There are a ton of crime drama series, each with its own arc and storyline. At the core of the series are the police trying to catch the bad guys in the mix of other interplays. Task does something unusual with its crime drama, and it was so unprepared that I found myself going from meh to wait a minute, there’s something here.
Premise
This isn’t your off‑the‑shelf crime drama. Task drops you into working‑class Philadelphia, where a grieving FBI agent, Tom Brandis (Mark Ruffalo), is pulled back into the field when a string of violent robberies hits the suburbs. What makes it interesting: on the other side, you’ve got Robbie (Tom Pelphrey), a garbage‑truck driver turned mask‑wielding raider, stealing from drug houses to right real or imagined wrongs.
The Plot
As simple as the premise is, it gets a bit more complicated when you take a deep dive into the lives of the task and the FBI agent played by Mark Ruffalo. What would you do if your adopted son accidentally killed your wife? Would you help to have them back home? Permanently incarcerated? Would you forgive? Forget? What’s the way forward exactly? Yeah, as you ponder on that, imagine having to channel your focus on finding robbers while not being sure of the task force you have been assigned.
The Story
The show is heavy, emotionally heavy. Ruffalo plays Tom like a man drowning in regret and trying to resurface. Pelphrey’s Robbie is messier, violent, and desperate, and it’s one of those performances you can’t look away from.

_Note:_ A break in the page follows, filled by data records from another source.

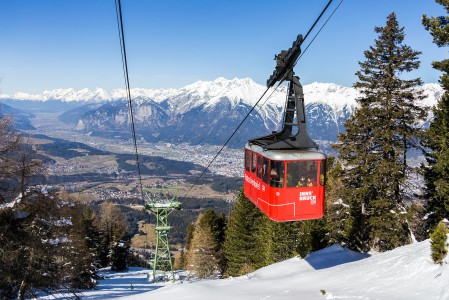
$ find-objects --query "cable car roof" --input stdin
[245,143,326,160]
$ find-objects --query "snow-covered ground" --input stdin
[40,240,449,300]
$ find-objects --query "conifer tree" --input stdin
[224,191,271,276]
[323,157,351,245]
[430,221,449,265]
[335,13,425,251]
[422,0,449,230]
[186,209,223,278]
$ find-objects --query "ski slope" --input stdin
[39,236,449,300]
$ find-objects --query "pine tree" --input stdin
[186,210,221,278]
[224,191,271,276]
[110,239,131,271]
[324,157,351,245]
[422,0,449,231]
[430,221,449,265]
[96,201,127,267]
[335,13,425,251]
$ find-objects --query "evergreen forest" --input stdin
[0,0,449,299]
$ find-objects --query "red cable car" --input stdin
[244,35,326,222]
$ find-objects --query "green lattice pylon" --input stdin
[144,189,181,281]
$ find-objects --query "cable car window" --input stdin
[251,152,257,173]
[320,160,326,186]
[257,156,263,179]
[262,157,268,184]
[245,149,251,172]
[270,161,284,188]
[287,161,318,187]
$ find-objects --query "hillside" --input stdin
[37,240,449,300]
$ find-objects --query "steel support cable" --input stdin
[184,84,270,197]
[115,0,145,202]
[293,0,343,67]
[230,83,281,147]
[184,0,343,197]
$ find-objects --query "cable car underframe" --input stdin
[244,35,326,222]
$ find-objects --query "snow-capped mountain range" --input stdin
[0,77,443,146]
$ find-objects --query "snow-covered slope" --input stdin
[37,240,449,300]
[129,240,449,300]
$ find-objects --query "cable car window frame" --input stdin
[320,160,326,186]
[262,156,270,184]
[245,149,252,172]
[251,152,257,173]
[286,160,319,188]
[270,160,285,188]
[256,155,263,179]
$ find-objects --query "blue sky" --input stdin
[0,0,448,94]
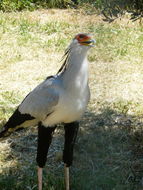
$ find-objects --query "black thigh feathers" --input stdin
[0,109,35,138]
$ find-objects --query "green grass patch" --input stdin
[0,9,143,190]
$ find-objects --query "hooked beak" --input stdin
[80,39,96,47]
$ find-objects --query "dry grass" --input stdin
[0,9,143,190]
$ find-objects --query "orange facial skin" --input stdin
[75,34,92,45]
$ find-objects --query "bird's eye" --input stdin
[79,34,85,39]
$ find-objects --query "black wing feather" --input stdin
[0,109,35,138]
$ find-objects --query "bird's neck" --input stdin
[62,47,88,89]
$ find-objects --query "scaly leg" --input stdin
[64,164,70,190]
[63,122,79,190]
[36,123,56,190]
[38,167,43,190]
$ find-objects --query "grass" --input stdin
[0,9,143,190]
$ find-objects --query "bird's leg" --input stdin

But, and yeah, there’s a but, Task doesn’t always move at lightning speed. It lingers. It lets the grief and the heaviness settle. If you’re in the mood for something punchy and fast, you might get impatient. And some of the supporting characters and side‑plots feel familiar, almost too familiar like you’ve seen this kind of “good cop, bad man, one big mistake” story before.
Still, if you’re up for a slow burn that hits you in the gut, this is worth your time. The best parts are when the show stops being about “who did it” and turns into “why did they do it” and “what happens when you can’t undo what you did”. It leaves you thinking longer than the runtime.
Final Thought
Task isn’t light entertainment. It’s dense, emotional, dark. You will need patience to get through the first episode because it is very slow, very, very slow. So slow you would want to give up, but it’s at this point that you must bear patience and push through. By the third episode, things become a bit better, yet the overall idea of the series is not in its robberies, shooting, betrayal, kidnapping or cat and mouse chase, but in the lives of people in play.
We have two men on opposite sides of the law and life, doing everything they can to survive their pasts. If you’re cool with a show that’s more about pain than punch‑ups, you’ll find something here. If you just want quick thrills, maybe look elsewhere.